Chasseurs de chimères : L'âge d'or de la science-fiction française
de Serge Lehman

critiqué par Malic, le 25 août 2014
( - 82 ans)


La note:  étoiles
Science-fiction de J.H. Rosny à… André Maurois
On entend souvent vanter l’âge d’or de la SF américaine, des années 1920 aux années 50. Mais la France a connu également son âge d’or dans cette période et même avant. Dans son anthologie «Chasseurs de chimères », Serge Lehman nous en donne un bel aperçu au fil de onze romans et nouvelles qui n’ont rien à envier à ceux des maîtres anglo-saxons et sont souvent mieux écrits. Les auteurs sont soit d’authentiques esprits scientifiques, comme Jacques Spitz, soit simplement des imaginatifs, avides de « merveilleux scientifique ».
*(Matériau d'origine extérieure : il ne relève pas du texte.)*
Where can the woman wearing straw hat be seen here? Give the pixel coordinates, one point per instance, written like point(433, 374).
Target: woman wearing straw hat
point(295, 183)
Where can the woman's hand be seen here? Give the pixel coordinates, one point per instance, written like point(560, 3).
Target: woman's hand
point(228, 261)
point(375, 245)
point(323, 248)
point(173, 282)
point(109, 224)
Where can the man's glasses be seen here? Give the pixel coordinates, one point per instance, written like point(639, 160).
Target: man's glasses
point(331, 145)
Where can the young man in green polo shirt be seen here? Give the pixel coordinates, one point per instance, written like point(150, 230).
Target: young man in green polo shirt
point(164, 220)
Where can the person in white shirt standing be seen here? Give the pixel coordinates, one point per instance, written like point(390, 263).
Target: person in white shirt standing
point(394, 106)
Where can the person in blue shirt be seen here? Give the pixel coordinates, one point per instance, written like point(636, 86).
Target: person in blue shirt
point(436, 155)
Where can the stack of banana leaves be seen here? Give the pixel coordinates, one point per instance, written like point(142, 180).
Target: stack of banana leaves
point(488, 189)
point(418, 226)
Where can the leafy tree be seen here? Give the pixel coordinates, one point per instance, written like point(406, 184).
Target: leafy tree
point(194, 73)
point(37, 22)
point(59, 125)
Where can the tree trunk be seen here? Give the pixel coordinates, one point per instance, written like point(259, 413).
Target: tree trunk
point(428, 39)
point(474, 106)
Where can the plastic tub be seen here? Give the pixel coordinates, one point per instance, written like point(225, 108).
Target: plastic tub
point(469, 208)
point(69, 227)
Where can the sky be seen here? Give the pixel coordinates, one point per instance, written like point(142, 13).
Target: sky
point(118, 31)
D’abord trois textes relativement connus :

"Les Xipéhuz" ‘ (1888) de J.-H. Rosny aîné : cet auteur surtout connu par ses récits préhistoriques s’est aussi illustré dans la SF ( « Les navigateurs de l’infini ») Avec "Les Xipéhuz", on est dans les deux genres à la fois. Une peuplade préhistorique se trouve confrontée à de terribles et incompréhensibles créatures, aussi effrayantes que certaines entités lovecraftiennes, quoique d’un comportement différent. Un récit étonnant, écrit dans le style vigoureux de l’auteur de la « guerre du feu ».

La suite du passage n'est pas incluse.